Esophageal Diverticula

How to Cite This Chapter: Greenwald E, Marshall JK, Małecka-Wojciesko E. Esophageal Diverticula. McMaster Textbook of Internal Medicine. Kraków: Medycyna Praktyczna. Accessed June 22, 2024.
Last Updated: December 27, 2019
Last Reviewed: January 27, 2020
Chapter Information

Definition, Etiology, Epidemiology Top

Esophageal diverticula may develop when the esophageal wall is pushed from inside (pulsion diverticula) or pulled from outside (traction diverticula). Pushing forces are believed to occur more often in the hypopharynx and distal esophagus. In the midesophageal area diverticula are thought to be associated with “traction” processes, for example, from hilar or mediastinal inflammation.

Esophageal diverticula are classified according to their location: Zenker diverticula occur right above the upper esophageal sphincter, midesophageal diverticula are within 5 cm of the carina, and epiphrenic diverticula occur within the distal 10 cm of the esophagus.

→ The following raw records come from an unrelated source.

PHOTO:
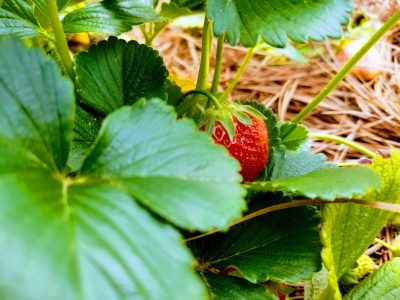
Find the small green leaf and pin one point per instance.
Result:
(326, 183)
(36, 104)
(234, 288)
(92, 240)
(277, 20)
(168, 166)
(115, 73)
(285, 164)
(190, 4)
(172, 11)
(14, 159)
(281, 246)
(383, 284)
(111, 17)
(18, 19)
(292, 135)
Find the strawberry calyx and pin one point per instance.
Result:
(225, 115)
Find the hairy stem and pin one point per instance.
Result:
(239, 73)
(346, 68)
(343, 141)
(384, 244)
(218, 64)
(299, 203)
(60, 41)
(204, 70)
(186, 105)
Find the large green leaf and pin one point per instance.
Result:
(168, 166)
(326, 183)
(86, 241)
(36, 103)
(276, 20)
(280, 246)
(234, 288)
(18, 19)
(349, 229)
(114, 73)
(383, 284)
(112, 17)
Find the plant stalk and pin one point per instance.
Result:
(60, 41)
(343, 141)
(186, 105)
(346, 68)
(218, 64)
(384, 244)
(298, 203)
(239, 73)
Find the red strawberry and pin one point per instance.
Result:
(249, 145)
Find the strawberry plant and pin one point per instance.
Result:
(116, 185)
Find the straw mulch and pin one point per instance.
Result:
(367, 112)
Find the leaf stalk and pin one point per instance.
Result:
(218, 64)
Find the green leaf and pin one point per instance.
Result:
(18, 19)
(292, 135)
(349, 229)
(86, 129)
(115, 73)
(36, 104)
(14, 159)
(86, 241)
(111, 17)
(234, 288)
(168, 166)
(280, 246)
(277, 20)
(285, 164)
(190, 4)
(383, 284)
(172, 11)
(326, 183)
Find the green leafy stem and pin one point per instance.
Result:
(298, 203)
(60, 41)
(187, 104)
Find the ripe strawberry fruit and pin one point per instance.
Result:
(249, 145)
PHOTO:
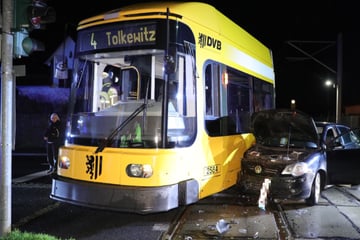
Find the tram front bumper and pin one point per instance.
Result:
(141, 200)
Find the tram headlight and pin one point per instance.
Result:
(64, 162)
(139, 170)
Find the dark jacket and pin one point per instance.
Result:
(52, 132)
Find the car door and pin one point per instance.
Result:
(343, 159)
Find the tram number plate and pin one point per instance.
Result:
(211, 170)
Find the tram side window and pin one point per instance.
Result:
(263, 95)
(227, 100)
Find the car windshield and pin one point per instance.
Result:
(347, 139)
(281, 128)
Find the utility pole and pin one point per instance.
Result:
(7, 96)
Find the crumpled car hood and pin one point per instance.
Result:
(279, 127)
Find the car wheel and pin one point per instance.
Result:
(315, 191)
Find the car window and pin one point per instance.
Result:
(349, 138)
(346, 138)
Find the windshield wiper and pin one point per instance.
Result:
(111, 137)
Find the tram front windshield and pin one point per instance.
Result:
(125, 99)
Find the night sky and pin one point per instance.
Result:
(275, 24)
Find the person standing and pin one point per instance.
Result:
(52, 136)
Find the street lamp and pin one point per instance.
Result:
(331, 84)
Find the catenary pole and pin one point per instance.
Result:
(7, 92)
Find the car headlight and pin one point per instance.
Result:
(296, 169)
(139, 170)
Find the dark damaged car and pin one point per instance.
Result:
(293, 157)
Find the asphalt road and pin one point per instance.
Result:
(337, 216)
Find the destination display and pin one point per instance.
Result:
(116, 35)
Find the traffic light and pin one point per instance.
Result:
(39, 14)
(20, 15)
(30, 15)
(24, 45)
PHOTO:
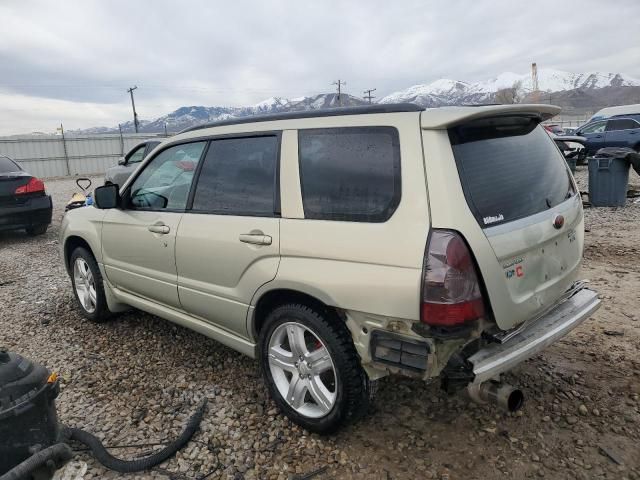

Although the first case of an esophageal diverticulum was reported over 200 years ago, relatively little is known about this phenomenon and its natural history. Esophageal diverticula are mostly asymptomatic with an estimated frequency from 0.02% to 0.77%.

Clinical FeaturesTop

Most patients present in the sixth and seventh decades of life with dysphagia or regurgitation. Other common clinical features may include cough, halitosis (bad breath), and laryngitis. Life-threatening complications (eg, aspiration pneumonia, stridor, cardiac arrhythmias, cancer, diverticular rupture) are rare. Of all patients who present with dysphagia, only a minority (1%-3%) have an esophageal diverticulum as the identified cause; other processes are more common, including benign strictures, esophageal rings or webs, tumors, and motility disorders such as achalasia.


Different modalities may detect esophageal diverticula, including plain radiography, barium studies, computed tomography (CT), magnetic resonance imaging (MRI), or endoscopy. Zenker diverticula may present unexpectedly during endoscopy, causing difficult esophageal intubation and possibly perforation if they are not recognized.


Most patients can be followed conservatively and require no specific therapy. Surgery may be an option for patients with significant progressive dysphagia or recurrent aspiration pneumonia. For Zenker diverticula, novel endoscopic techniques have been developed as alternatives to surgery.